A Real Economy publication

Health care industry outlook

May 21, 2024

Key takeaways

Health care providers must understand the risks of added reliance on technology.

Health care deal volume in the first quarter was the lowest since the second quarter of 2020.

Health care organizations must address the patient journey while also navigating financial challenges.

Health care trend #1: Cybersecurity

Health care organizations are investing in advanced technologies like cloud-based infrastructures, EMR systems, ERP platforms, and AI to meet rising patient demand. This trend is expected to grow, especially in cloud services, as shown by the revenue growth of major cloud providers. However, expanding digital infrastructure increases cybersecurity risks, exemplified by the recent Change Healthcare cyberattack, which caused significant operational disruptions. Regulatory bodies are responding with stricter cybersecurity regulations. To mitigate risks, health care organizations should enhance business continuity planning, improve cyber insurance standards, ensure third-party risk management transparency, and assess vendor safeguards for sensitive data.

Health care trend #2: Deal making

In Q1, health care services deal volume dropped to its lowest since mid-2020 due to high interest rates and industry pressures like reimbursement, labor costs, and regulatory scrutiny. Rising debt costs and labor costs outpacing reimbursement growth continue to squeeze margins and hinder dealmaking. Increasing regulatory scrutiny adds further challenges, with more states requiring transaction notifications and approvals. Investors are shifting to "health care lite" sectors such as practice management technology and suppliers.
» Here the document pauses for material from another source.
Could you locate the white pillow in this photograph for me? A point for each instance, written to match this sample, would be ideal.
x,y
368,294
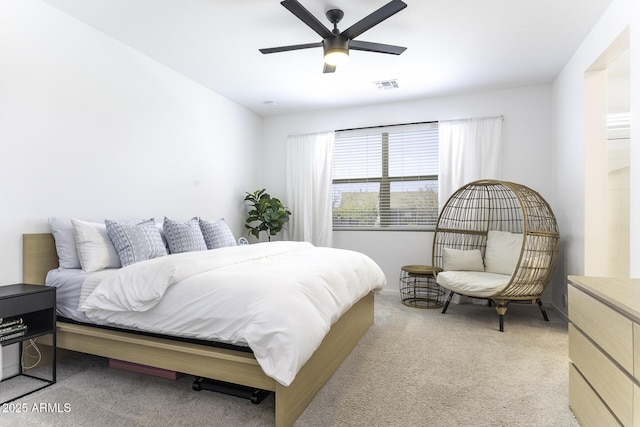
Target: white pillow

Over 75% of recent health care investments and 30% of deal volume are in these areas. Private equity firms have raised $78 billion in new buyout funds and have $123 billion in dry powder, with more funds expected in 2024, focusing on health care lite sectors to mitigate risks.

Health care trend #3: Technologies

AI revolutionizes health care by processing medical data for accurate diagnosis, prediction, and treatment. It streamlines patient engagement, reducing wait times and improving satisfaction. The AI health care market is projected to reach $187 billion by 2030, transforming medical operations with predictive analytics for proactive care. To address workforce shortages, organizations should invest in AI strategies like virtual consultations and ongoing training. This not only bridges the labor gap but also attracts skilled providers, fostering organizational growth. Continuous investment in capabilities and a patient-centric culture is crucial for streamlined processes and effective care integration.